I get my inspiration from looking at the world and paying attention to people and just looking closely. Also from reading. I get so much inspiration from other authors.
I was a kid who loved to read. I read everything I could get my hands on. I didn't have one favorite book. I had lots of favorite books: 'The Borrowers' by Mary Norton, 'Paddington' by Michael Bond, 'A Little Princess' by Frances Hodgson Burnett, 'Stuart Little' by EB White, 'A Cricket in Times Square,' all the Beverly Cleary books.
I read a couple of books a week. About 80 percent of what I read is contemporary literature for adults. The other 20 percent is made up of non-fiction and children's books.
My father - he was an orthodontist - was supposed to sell his practice and move down to Florida, but that never happened... I would sometimes spend the summer with him and visit him, but he never lived with us.
I think hope and magic are probably connected.
When I was a kid, it never occurred to me that human beings wrote books.
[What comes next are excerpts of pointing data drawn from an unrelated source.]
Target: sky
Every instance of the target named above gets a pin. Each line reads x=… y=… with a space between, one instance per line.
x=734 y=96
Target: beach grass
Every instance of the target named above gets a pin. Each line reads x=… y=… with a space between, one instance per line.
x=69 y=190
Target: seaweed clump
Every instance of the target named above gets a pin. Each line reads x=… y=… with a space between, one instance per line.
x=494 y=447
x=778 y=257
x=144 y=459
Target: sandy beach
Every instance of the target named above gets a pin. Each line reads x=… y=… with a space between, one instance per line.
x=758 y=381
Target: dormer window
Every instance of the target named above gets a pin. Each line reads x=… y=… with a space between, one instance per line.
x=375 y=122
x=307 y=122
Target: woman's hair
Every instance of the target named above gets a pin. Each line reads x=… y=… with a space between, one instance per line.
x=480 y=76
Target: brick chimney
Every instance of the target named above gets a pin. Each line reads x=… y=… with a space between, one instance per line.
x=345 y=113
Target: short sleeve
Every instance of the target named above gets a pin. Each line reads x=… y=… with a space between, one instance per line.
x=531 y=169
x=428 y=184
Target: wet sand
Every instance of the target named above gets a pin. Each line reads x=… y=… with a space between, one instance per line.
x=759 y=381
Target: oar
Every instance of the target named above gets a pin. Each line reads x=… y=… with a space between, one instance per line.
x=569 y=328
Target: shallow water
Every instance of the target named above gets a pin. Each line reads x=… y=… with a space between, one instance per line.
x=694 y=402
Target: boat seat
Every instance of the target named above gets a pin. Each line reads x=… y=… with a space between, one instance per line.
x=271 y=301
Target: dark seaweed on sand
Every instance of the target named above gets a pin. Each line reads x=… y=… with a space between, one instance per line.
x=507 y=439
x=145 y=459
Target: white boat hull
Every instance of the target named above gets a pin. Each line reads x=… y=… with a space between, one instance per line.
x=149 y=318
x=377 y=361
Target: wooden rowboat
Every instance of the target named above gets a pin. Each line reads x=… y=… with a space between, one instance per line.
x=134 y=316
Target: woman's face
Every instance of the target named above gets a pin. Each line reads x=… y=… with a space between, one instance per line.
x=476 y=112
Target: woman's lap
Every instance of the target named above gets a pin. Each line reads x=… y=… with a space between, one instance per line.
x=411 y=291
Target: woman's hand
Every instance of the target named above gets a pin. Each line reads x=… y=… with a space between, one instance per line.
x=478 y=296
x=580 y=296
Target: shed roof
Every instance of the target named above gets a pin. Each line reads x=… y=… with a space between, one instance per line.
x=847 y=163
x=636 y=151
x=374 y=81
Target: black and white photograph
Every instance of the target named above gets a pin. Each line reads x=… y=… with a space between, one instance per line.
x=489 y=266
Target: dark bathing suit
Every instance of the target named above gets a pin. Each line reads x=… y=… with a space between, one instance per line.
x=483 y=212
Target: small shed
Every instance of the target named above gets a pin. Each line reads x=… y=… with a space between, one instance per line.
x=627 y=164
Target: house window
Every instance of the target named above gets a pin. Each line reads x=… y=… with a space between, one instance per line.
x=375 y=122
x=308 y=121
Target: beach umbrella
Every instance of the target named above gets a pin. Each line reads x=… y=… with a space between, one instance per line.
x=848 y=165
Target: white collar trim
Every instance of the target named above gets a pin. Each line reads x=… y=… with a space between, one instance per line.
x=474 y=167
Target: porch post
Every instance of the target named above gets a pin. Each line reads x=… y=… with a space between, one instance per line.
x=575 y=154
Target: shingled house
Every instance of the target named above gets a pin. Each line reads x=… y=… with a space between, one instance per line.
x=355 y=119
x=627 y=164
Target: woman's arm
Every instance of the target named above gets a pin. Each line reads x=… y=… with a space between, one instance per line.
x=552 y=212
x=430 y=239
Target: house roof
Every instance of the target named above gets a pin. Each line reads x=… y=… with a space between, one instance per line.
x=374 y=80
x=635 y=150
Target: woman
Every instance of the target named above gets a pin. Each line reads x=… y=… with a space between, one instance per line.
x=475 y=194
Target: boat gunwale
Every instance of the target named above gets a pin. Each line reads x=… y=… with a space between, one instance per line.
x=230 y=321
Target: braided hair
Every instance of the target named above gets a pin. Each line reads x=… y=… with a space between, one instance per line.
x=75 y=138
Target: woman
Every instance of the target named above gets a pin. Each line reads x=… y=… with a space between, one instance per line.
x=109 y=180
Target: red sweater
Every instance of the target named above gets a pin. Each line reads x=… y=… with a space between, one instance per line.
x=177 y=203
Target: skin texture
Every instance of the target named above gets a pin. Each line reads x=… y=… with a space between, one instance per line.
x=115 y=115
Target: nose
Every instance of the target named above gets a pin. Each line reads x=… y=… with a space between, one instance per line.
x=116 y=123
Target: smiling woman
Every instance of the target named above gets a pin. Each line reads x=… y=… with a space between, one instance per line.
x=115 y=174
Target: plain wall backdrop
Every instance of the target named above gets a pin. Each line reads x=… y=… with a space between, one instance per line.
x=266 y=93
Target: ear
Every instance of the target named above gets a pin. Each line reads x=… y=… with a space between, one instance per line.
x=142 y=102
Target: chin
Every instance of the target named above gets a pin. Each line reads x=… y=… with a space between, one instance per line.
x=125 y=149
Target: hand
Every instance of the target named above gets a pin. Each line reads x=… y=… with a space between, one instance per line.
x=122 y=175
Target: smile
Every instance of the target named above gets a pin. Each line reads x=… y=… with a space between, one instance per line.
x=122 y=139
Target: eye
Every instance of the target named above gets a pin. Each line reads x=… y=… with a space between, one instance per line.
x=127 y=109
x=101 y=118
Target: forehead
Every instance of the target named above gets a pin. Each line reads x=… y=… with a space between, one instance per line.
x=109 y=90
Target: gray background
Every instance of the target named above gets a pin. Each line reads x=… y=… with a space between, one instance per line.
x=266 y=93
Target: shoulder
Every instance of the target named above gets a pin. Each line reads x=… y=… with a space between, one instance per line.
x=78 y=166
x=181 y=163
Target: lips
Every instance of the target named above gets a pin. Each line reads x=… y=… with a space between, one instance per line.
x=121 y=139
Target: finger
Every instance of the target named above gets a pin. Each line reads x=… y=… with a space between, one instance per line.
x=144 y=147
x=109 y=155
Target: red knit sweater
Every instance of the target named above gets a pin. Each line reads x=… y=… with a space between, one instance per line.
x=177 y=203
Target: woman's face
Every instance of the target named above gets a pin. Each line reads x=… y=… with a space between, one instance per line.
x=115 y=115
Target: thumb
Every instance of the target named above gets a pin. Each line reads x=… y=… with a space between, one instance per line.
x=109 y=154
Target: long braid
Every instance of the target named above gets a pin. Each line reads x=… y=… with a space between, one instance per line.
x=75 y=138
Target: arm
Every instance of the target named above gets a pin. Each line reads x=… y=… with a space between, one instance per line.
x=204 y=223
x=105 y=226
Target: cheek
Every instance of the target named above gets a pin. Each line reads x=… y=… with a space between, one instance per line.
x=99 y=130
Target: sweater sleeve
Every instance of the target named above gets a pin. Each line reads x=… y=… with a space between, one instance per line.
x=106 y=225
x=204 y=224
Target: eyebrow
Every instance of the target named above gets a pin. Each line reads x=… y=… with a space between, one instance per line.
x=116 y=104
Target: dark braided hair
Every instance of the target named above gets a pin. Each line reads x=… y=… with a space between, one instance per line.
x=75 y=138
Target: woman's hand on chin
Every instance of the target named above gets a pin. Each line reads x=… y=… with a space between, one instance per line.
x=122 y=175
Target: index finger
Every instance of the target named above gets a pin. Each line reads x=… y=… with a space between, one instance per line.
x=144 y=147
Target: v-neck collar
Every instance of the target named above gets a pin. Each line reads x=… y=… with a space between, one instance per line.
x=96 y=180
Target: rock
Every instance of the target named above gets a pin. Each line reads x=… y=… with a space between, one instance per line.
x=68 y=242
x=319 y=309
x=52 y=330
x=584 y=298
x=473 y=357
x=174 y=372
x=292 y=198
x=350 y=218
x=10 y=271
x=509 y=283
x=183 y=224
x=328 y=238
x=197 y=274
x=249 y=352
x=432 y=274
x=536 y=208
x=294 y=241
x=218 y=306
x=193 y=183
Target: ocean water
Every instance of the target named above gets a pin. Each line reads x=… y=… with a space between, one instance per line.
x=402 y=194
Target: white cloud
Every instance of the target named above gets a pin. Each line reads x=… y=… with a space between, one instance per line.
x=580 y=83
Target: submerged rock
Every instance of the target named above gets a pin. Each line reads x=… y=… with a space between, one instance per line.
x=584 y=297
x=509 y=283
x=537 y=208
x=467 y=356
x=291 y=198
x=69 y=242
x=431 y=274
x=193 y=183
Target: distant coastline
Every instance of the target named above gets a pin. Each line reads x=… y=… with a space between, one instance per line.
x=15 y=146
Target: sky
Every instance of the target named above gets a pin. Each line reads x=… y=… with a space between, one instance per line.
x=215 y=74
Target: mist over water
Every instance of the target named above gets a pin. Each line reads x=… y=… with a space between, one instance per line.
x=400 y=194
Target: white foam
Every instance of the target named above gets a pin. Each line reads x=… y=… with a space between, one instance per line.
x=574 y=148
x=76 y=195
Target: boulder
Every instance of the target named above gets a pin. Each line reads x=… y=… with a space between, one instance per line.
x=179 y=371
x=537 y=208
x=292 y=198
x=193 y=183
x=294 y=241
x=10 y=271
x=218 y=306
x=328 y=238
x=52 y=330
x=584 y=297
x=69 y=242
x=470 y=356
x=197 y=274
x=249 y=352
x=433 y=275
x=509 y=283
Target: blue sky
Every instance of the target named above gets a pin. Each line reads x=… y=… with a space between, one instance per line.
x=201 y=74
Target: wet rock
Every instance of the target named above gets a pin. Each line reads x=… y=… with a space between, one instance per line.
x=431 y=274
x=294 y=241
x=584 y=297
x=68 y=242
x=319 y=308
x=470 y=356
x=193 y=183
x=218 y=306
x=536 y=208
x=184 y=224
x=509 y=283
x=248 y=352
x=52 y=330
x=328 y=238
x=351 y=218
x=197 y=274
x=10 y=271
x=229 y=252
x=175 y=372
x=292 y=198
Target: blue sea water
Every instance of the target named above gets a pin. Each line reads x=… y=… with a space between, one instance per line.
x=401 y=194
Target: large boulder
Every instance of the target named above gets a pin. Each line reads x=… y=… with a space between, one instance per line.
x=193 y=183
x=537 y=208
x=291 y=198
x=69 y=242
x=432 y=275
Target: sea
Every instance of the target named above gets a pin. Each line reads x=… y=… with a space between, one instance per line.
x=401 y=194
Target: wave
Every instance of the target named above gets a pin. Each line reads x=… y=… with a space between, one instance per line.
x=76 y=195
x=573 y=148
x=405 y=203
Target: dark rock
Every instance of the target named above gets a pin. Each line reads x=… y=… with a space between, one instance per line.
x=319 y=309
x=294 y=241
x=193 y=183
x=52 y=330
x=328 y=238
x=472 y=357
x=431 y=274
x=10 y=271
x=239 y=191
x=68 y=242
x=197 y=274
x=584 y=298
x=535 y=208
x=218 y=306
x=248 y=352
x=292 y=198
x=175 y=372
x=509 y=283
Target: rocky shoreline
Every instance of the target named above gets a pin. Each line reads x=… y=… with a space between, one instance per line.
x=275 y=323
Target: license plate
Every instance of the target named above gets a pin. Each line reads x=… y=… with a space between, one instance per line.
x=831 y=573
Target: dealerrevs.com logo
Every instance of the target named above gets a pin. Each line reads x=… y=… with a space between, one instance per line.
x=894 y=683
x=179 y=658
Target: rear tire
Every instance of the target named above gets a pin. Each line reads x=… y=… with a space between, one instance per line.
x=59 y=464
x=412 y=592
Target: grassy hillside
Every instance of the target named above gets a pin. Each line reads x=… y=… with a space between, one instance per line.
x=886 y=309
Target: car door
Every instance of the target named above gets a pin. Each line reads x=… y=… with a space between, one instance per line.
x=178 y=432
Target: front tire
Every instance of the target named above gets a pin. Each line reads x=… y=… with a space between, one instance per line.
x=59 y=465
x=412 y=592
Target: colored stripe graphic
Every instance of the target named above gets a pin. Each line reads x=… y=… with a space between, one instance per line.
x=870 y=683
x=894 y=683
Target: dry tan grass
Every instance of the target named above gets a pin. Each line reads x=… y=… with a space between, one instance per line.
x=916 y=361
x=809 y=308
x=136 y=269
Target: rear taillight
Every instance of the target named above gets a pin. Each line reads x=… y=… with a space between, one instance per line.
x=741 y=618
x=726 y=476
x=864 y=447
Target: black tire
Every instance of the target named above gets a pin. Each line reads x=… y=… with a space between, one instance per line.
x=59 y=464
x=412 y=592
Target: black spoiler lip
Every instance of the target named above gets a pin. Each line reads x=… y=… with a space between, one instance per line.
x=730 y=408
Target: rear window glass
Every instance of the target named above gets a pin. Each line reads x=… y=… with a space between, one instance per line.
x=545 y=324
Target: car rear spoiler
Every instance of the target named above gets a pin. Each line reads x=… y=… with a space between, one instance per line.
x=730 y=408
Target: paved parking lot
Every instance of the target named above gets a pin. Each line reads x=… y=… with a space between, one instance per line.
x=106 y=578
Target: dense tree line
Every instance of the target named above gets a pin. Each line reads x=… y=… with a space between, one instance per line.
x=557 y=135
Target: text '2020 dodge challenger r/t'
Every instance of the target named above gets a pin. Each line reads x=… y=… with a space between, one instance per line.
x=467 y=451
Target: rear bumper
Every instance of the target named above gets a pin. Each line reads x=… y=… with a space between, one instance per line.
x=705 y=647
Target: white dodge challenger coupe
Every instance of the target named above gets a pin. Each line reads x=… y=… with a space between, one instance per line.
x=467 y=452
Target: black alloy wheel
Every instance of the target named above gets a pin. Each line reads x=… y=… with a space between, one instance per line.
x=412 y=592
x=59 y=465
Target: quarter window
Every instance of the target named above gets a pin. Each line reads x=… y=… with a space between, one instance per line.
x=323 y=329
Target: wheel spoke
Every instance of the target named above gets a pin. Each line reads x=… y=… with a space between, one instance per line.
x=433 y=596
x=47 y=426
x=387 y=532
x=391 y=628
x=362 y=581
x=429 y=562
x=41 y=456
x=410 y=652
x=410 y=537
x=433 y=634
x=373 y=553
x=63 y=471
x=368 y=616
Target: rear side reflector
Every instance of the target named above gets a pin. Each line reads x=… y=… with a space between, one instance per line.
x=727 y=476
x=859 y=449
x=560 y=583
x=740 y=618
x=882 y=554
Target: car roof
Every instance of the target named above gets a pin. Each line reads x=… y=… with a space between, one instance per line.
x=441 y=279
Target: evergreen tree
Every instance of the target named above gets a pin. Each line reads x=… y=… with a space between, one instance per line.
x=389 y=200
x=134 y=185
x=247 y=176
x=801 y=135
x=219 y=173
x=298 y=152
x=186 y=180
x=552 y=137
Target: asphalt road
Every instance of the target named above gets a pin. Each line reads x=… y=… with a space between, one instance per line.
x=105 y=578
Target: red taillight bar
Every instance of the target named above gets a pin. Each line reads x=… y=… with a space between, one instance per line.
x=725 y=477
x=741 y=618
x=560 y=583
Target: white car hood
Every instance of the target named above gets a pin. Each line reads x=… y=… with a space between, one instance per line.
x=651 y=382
It was a kind of cognitive dissonance for me... I just didn't think it was something that people did.
When you write for kids, people always ask you what lesson you mean to impart. I don't think adult writers get that question. I never mean to teach anybody a lesson, because I don't know anything myself.
I had it in my head when I was in college that I wanted to be a writer, but it took me a long time to commit to being a writer. Up until then, I had worked one dead-end job after another while writing on the side.